The 'crisis' has prompted ten African countries to be placed on high alert, with the WHO ordering nine to step up preparations.

Experts fear the plague, which strikes Madagascar every year, will inevitably become resistant to antibiotics and mutate and become untreatable.

Others worry it will eventually hit the US, Europe and Britain, leaving millions more vulnerable due to how quick it can spread through populations.

And with the plague season expected to run until April, scientists believe there will be another spike of cases in the coming months.

Scores of doctors and nurses have already been struck down with the disease, and there are growing fears hospitals will be unable to cope if it continues its rampage. 

Two thirds of cases have been caused by the airborne pneumonic plague, which can be spread through coughing, sneezing or spitting and kill within 24 hours.

It is strikingly different to the bubonic form, responsible for the 'Black Death' in the 14th century, which strikes the country each year and infects around 600 people.

Malawi was added to the growing list of nations placed urged to brace for a potential outbreak over the weekend, becoming the tenth.

Officials in Madagascar have warned residents not to exhume bodies of dead loved ones and dance with them because the bizarre ritual can cause outbreaks of plague 

South Africa, Seychelles, La Reunion, Tanzania, Mauritius, Comoros, Mozambique, Kenya and Ethiopia have already been told to prepare.  

Concerned health officials have warned an ancient ritual, called Famadihana, where relatives dig up the corpses of their loved ones, may be fueling the spread.

To limit the danger of Famadihana, rules enforced at the beginning of the outbreak dictate plague victims cannot be buried in a tomb that can be reopened.

Instead, their remains must be held in an anonymous mausoleum. But the local media has reported several cases of bodies being exhumed covertly.

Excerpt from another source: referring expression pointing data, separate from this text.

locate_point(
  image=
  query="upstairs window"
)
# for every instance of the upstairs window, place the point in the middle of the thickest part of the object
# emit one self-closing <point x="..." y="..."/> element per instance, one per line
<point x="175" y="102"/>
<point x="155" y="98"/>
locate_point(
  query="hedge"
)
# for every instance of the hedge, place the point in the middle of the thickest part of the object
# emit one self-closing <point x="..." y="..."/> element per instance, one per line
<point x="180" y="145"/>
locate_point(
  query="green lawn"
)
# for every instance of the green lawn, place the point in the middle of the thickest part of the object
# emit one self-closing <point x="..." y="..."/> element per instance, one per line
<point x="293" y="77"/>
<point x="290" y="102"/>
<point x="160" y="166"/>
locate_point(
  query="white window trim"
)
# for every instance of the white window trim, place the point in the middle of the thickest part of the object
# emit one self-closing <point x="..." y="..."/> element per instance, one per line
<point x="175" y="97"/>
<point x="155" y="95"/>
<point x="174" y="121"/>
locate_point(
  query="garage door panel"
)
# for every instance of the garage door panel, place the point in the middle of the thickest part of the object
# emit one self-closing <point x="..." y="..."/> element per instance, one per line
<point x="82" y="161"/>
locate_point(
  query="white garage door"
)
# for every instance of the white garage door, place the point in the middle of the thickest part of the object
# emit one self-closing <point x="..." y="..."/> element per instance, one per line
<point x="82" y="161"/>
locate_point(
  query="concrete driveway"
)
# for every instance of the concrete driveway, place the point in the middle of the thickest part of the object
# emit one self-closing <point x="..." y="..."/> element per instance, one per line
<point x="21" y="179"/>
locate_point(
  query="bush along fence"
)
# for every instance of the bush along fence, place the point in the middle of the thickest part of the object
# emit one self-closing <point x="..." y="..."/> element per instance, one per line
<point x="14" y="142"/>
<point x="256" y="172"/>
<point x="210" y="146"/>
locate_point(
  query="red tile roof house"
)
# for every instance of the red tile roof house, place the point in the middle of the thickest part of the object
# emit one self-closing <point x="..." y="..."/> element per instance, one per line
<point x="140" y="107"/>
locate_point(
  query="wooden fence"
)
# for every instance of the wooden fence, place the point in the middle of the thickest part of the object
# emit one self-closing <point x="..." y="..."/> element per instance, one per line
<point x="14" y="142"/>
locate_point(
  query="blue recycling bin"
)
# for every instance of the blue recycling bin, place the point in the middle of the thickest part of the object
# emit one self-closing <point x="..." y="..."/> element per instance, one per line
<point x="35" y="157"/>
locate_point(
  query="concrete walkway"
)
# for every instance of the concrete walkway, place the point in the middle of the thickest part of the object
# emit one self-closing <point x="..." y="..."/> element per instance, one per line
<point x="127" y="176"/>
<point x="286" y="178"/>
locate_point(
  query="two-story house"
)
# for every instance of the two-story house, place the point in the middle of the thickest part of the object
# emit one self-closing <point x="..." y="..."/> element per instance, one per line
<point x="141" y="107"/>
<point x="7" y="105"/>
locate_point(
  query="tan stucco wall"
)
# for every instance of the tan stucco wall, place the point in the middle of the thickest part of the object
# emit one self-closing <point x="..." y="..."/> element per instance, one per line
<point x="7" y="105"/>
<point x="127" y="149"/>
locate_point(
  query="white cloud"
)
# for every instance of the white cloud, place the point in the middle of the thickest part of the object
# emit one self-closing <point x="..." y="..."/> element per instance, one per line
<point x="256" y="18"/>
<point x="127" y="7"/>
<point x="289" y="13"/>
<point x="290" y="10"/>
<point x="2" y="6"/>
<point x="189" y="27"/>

Despite the serious risks publicised by the authorities, few in Madagascar question the turning ceremonies and dismiss the advice.

Willy Randriamarotia, the Madagascan health ministry's chief of staff, said: 'If a person dies of pneumonic plague and is then interred in a tomb that is subsequently opened for a Famadihana, the bacteria can still be transmitted and contaminate whoever handles the body.'

Experts have long observed that plague season coincides with the period when Famadihana ceremonies are held from July to October.

HOW DID THIS YEAR'S OUTBREAK BEGIN?

Health officials are unsure how this year's outbreak began.

However, some believe it could be caused by the bubonic plague, which is endemic in the remote highlands of Madagascar.

If left untreated, it can lead to the pneumonic form, which is responsible for two thirds of the cases recorded so far in this year's outbreak.

Rats carry the Yersinia pestis bacteria that causes the plague, which is then passed onto their fleas.

Forest fires drive rats towards rural communities, which means residents are at risk of being bitten and infected. Local media reports suggest there has been an increase in the number of blazes in the woodlands.

Without antibiotics, the bubonic strain can spread to the lungs - where it becomes the more virulent pneumonic form.

Pneumonic, which can kill within 24 hours, can then be passed on through coughing, sneezing or spitting. 

However, it can also be treated with antibiotics if caught in time. 

Madagascar sees regular outbreaks of plague, which tend to start in September, with around 600 cases being reported each year on the island. 

However, this year's outbreak has seen it reach the Indian Ocean island's two biggest cities, Antananarivo and Toamasina.

Experts warn the disease spreads quicker in heavily populated areas.